Nisa mengerjapkan matanya berulang-ulang. Ia masih tak mempercayai apa yang terjadi pada dirinya kemarin. Ia sudah diterima kerja di sebuah sekolah! Ia akan jadi guru sungguhan! Yang lebih mengejutkan lagi, sehari yang akan datang ia sudah boleh mulai bekerja.

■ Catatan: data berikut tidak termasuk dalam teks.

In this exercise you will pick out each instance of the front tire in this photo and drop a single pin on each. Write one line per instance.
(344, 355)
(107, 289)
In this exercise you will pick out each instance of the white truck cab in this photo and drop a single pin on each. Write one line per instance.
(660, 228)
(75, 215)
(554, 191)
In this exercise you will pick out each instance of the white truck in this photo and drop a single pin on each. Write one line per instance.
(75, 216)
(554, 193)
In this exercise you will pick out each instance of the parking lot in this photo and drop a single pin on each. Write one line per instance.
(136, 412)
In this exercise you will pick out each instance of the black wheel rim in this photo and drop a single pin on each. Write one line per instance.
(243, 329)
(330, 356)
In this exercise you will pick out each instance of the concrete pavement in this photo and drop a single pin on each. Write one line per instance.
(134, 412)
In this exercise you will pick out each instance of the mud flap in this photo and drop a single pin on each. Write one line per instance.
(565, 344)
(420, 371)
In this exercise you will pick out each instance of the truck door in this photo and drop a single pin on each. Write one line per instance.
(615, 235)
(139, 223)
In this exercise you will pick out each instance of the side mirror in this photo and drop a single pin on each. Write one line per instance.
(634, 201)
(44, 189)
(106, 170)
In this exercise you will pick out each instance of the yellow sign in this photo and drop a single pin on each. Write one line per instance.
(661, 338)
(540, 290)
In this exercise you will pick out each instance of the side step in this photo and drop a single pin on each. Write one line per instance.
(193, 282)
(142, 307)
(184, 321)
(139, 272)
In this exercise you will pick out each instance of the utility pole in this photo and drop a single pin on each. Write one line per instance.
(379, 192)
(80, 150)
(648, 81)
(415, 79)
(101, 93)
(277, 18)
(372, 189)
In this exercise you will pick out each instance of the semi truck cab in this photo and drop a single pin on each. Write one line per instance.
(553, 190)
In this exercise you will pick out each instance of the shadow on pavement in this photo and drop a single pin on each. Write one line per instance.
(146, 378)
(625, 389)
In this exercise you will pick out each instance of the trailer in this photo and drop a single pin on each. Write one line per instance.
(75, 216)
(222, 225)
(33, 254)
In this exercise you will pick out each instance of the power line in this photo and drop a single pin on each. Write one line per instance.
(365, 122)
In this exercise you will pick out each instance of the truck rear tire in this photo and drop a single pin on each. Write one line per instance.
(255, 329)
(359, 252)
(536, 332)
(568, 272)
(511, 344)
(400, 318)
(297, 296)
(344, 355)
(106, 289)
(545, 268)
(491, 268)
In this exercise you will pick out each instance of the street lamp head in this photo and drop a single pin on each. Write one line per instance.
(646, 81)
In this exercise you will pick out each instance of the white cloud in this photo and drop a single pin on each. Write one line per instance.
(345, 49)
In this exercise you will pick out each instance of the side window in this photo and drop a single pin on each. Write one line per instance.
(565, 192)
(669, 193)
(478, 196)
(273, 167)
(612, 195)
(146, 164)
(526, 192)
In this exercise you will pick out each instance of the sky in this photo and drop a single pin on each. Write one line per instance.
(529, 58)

Nisa bahkan sudah dimasukkan dalam grup W******p khusus untuk guru di SMA Islam Al-Qomariyah. Nisa iseng melihat-lihat anggota grup dan ia menemukan sebuah nomor dengan profil bergambar pria yang jadi tangan kanan Pak Kyai tadi. Ah siapa ya namanya? Nisa berusaha keras untuk mengingat.

Nisa memutuskan untuk memencet nomor tersebut untuk melihat foto sang empunya. Nisa terkikik sendiri, fotonya terlihat lucu. Lelaki berkacamata itu mengenakan kopiah hitam dengan atasan baju koko putih lusuh dan sarung hitam.

"Apa orang ini tidak pernah ganti baju?" Nisa bergumam sendiri.

Saat sedang asyik mengamati anggota grup yang lain, tiba-tiba gawai Nisa berdering. Sebuah nomor asing, tanpa display picture tertera di layar gawainya. Nisa memberanikan diri untuk mengangkat telepon tersebut.

"Assalamualaikum." Nisa menyapa. Orang di seberang sana hanya terdiam.

"Mohon maaf ada keperluan apa ya?" Nisa bertanya lagi, masih sunyi tak ada jawaban. Nisa menarik napas, kesal. Pasti ia sedang dikerjai. Nisa sudah akan mengakhiri panggilan tak jelas itu, sampai akhirnya manusia di seberang sana angkat bicara, mungkin karena mendengar dengusan napas Nisa barusan.

"Waalaikumsalam." Suara berat itu menjawab salam yang telah diluncurkan Nisa. Nisa tahan napas. Ia sangat kenal dengan suara itu: Ardan!

Nisa menelan ludah sebelum akhirnya memberanikan diri untuk bertanya, "Ada apa ya Pak Ardan?"

"Dik Nisa saya ingin bertemu dengan kamu, sekarang." Suara Ardan terdengar serak dan putus asa. Nisa menggigit bibirnya sendiri. Mengapa Ardan tak memanggilnya dengan kata sapaan Bu Nisa dan justru ada embel-embel Dik pada namanya? Dada Nisa berdentum tak karuan! Debaran itu masih ada untuk Ardan! Nisa sangat ingin datang kepada Ardan, tapi faktanya Ardan sudah mengikat hati dan janji sehidup semati dengan perempuan yang bukan dirinya.

"Nggak bisa ya?" Tanya Ardan, suaranya makin lemas. Nisa hanya terdiam, air mata diam-diam merayap di pipinya. Andai ia yang bertemu Ardan lebih dulu, dua atau tiga tahun lalu pasti ceritanya akan lain!